Though some plants are attractive, others aren't. According to Dr. Patricia Talcott, toxicologist, University of Idaho, the only plants cats seem to have an aversion to are those that contain insoluble calcium oxalate, such as elephant ear (Colocasia), philodendron and dieffenbachia (dumbcane). Don't assume that all cats are the same, however. Some seem to have a preference for this toxic substance. "We had cases of cats attracted to shamrock plants, which contain soluble oxalate and cause severe renal problems. I am not sure if they ever learn," she stated.

Ingestion of most plants, even if not seriously poisonous (like lawn grass or spider plants) causes gastrointestinal upset and vomiting. Common plants that are also poisonous are flowers such as amaryllis, daffodils (Narcissus), iris, hyacinth and honeysuckle. Azalea, rhododendron and hydrangea can be extremely toxic.

Some of the more dangerous plants are castor bean, foxglove, lily-of-the-valley, Japanese yew and oleander, which, in addition to vomiting, cause heart problems and possible death. One castor bean seed may kill. Christmas trees, pine needles and even water from around the base of Christmas trees can be poisonous, produce oral irritation, vomiting, diarrhea, lethargy, trembling and posterior weakness. Poinsettias aren't seriously poisonous, though they can cause GI irritation and vomiting. Mistletoe is deadly.

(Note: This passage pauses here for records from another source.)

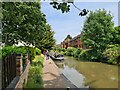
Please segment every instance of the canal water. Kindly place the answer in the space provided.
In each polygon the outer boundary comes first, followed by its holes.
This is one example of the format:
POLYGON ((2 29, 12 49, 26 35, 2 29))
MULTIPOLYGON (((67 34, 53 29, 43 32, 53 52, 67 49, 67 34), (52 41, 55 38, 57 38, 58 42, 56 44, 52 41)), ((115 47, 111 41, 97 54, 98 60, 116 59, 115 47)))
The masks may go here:
POLYGON ((73 57, 55 61, 60 72, 78 88, 118 88, 118 66, 83 62, 73 57))

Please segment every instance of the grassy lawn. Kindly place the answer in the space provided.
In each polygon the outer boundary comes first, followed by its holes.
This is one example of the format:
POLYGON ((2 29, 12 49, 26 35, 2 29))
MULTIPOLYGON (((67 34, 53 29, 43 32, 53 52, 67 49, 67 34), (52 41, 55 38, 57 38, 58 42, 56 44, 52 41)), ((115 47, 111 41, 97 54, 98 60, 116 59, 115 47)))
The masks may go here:
POLYGON ((40 55, 35 57, 29 69, 28 81, 24 88, 43 88, 42 67, 43 57, 40 55))

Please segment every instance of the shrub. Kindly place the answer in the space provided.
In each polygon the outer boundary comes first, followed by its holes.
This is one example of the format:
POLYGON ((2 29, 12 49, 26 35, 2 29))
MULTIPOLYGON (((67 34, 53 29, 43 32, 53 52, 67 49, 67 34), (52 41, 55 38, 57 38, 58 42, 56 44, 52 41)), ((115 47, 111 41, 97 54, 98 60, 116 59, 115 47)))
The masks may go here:
POLYGON ((43 58, 37 56, 36 61, 30 66, 28 81, 24 88, 43 88, 42 66, 43 58))
POLYGON ((39 48, 35 48, 36 50, 36 55, 40 55, 41 54, 41 50, 39 48))
POLYGON ((35 48, 26 46, 25 49, 27 50, 28 54, 30 54, 31 62, 32 62, 32 60, 34 60, 34 58, 36 56, 35 48))
POLYGON ((103 54, 108 58, 108 63, 117 64, 120 59, 120 45, 109 45, 103 54))

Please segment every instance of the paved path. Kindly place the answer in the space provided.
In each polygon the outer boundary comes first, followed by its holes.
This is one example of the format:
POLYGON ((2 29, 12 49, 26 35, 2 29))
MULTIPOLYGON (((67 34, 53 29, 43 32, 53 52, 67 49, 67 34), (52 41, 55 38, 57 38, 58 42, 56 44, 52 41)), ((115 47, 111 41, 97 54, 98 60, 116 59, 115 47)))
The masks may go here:
POLYGON ((59 68, 51 60, 44 60, 43 67, 44 88, 76 88, 64 75, 60 74, 59 68))

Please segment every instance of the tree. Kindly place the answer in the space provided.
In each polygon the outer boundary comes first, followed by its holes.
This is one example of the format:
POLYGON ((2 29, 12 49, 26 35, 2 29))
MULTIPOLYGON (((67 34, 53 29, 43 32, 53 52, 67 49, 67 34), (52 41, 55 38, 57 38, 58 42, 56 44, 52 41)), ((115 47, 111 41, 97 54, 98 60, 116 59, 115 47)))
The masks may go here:
MULTIPOLYGON (((39 2, 4 2, 2 8, 2 42, 5 45, 25 42, 38 46, 43 38, 49 41, 53 38, 45 38, 48 25, 39 2)), ((49 33, 54 35, 52 31, 49 33)))
POLYGON ((43 37, 46 19, 39 3, 5 2, 2 8, 3 43, 13 45, 23 41, 35 45, 35 41, 43 37))
POLYGON ((112 44, 114 23, 112 16, 106 10, 90 12, 84 22, 82 42, 86 48, 91 48, 91 59, 103 57, 103 51, 107 45, 112 44))
POLYGON ((88 14, 88 10, 83 9, 81 10, 80 8, 78 8, 75 4, 74 4, 74 0, 62 0, 62 2, 57 2, 57 1, 52 1, 50 2, 50 5, 52 5, 53 8, 57 9, 57 10, 61 10, 62 13, 67 13, 70 11, 70 5, 73 5, 76 9, 79 10, 79 15, 80 16, 85 16, 88 14))
POLYGON ((115 30, 112 32, 113 39, 111 42, 113 42, 113 44, 120 44, 120 26, 116 26, 114 29, 115 30))
POLYGON ((65 40, 67 39, 72 39, 72 37, 68 34, 67 37, 65 38, 65 40))
POLYGON ((37 47, 41 50, 50 50, 55 45, 55 39, 54 31, 52 31, 51 26, 49 24, 45 26, 45 33, 43 33, 43 35, 44 37, 37 42, 37 47))

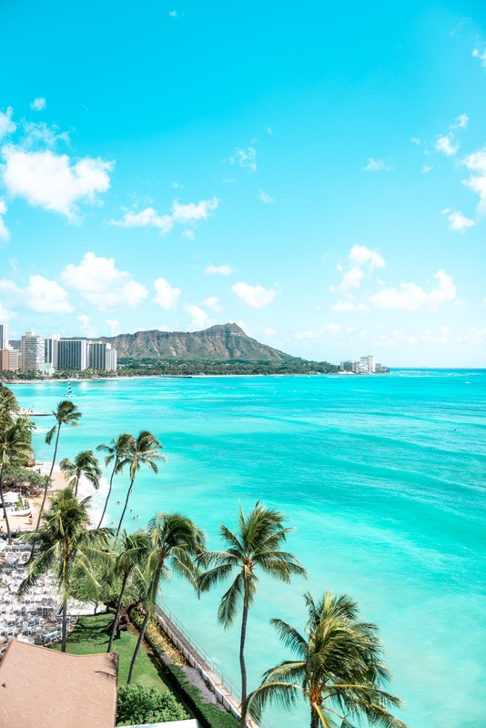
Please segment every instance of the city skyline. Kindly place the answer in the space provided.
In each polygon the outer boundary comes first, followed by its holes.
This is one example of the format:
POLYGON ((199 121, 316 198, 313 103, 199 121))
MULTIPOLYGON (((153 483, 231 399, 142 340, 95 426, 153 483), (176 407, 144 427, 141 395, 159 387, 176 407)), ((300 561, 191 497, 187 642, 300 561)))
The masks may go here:
POLYGON ((484 365, 485 7, 148 3, 114 34, 110 6, 4 13, 12 339, 236 321, 308 359, 484 365))

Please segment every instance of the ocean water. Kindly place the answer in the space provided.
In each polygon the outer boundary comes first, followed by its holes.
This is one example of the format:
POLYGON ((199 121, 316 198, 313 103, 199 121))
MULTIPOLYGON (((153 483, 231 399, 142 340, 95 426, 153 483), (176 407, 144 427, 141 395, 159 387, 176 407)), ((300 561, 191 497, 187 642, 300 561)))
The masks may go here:
MULTIPOLYGON (((66 393, 63 382, 13 389, 35 411, 66 393)), ((63 431, 61 458, 142 428, 164 444, 159 475, 137 477, 128 528, 177 509, 218 548, 218 524, 231 528, 238 500, 249 509, 258 499, 295 528, 289 549, 309 578, 262 580, 248 624, 250 687, 289 655, 269 618, 303 629, 303 592, 331 589, 352 594, 380 625, 410 728, 484 728, 485 370, 75 381, 73 390, 83 418, 63 431)), ((35 454, 47 460, 47 419, 36 421, 35 454)), ((116 480, 107 525, 127 485, 116 480)), ((216 622, 222 589, 197 600, 174 580, 163 592, 238 682, 238 625, 216 622)), ((266 718, 271 728, 309 724, 303 707, 266 718)))

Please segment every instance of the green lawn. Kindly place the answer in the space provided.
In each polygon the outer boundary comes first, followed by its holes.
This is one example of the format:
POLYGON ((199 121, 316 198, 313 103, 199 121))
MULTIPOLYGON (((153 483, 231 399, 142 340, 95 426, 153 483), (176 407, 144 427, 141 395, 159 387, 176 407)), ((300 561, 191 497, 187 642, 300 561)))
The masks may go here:
MULTIPOLYGON (((106 652, 109 637, 101 630, 113 620, 111 614, 96 614, 95 617, 80 617, 67 638, 67 652, 72 654, 94 654, 106 652)), ((134 653, 137 635, 131 632, 122 632, 119 640, 113 642, 113 652, 118 653, 118 684, 125 685, 128 677, 130 662, 134 653)), ((60 650, 61 644, 53 645, 60 650)), ((156 687, 158 690, 171 690, 158 669, 158 665, 142 645, 138 659, 135 663, 132 684, 145 688, 156 687)))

According to Talcott and Dr. Robert Poppenga, toxicologist, University of Pennsylvania, the plant family that causes serious problems – but is often left off many lists of poisonous plants – are lilies, including the Easter lily, tiger lily and star-gazer lily. Among flowers, leaves and stems, it's most often flowers that are eaten. Dr. Talcott cautions, "This is a major cause of acute renal failure in the cat."

Creepy Crawly Poisons

Certain toxic insects, spiders and animals can be harmful to cats. Rattlesnakes, copperheads and coral snakes are common to the Southwest. Toads of the Bufo species, common to Florida, are very poisonous. Like certain snakes, the venoms from these animals affect the nervous system.

Bufo toad poisoning symptoms include drooling, head shaking, rapid heartbeat, muscular weakness and vomiting. Bufo toad toxin, stored in sacs around the neck and eyes of the toad, can kill a cat within an hour. In the southeast, the blue-tailed lizard or skink is a common but deadly plaything for cats. Spiders, including black widows and brown recluses, cause neuromuscular problems or severe tissue injury with a single bite. The wounds they leave are difficult to heal and can become infected.

Fire ants, wasps and bees can sting and cause pain and swelling, as well as anaphylaxis, an allergic reaction that can adversely affect breathing.

In order to protect your cat from possible poisoning, it's important to make sure you do the following:

  • Keep known poisonous plants/toxic items out of your cat's reach.

  • Watch for plants/toxic items that have been chewed on.

  • Watch your cat for symptoms of poisoning.

  • Take your cat to your veterinarian immediately if you suspect he has consumed a poisonous plant/toxic item.

  • Take a sample of the plant/toxic item with you to your veterinarian.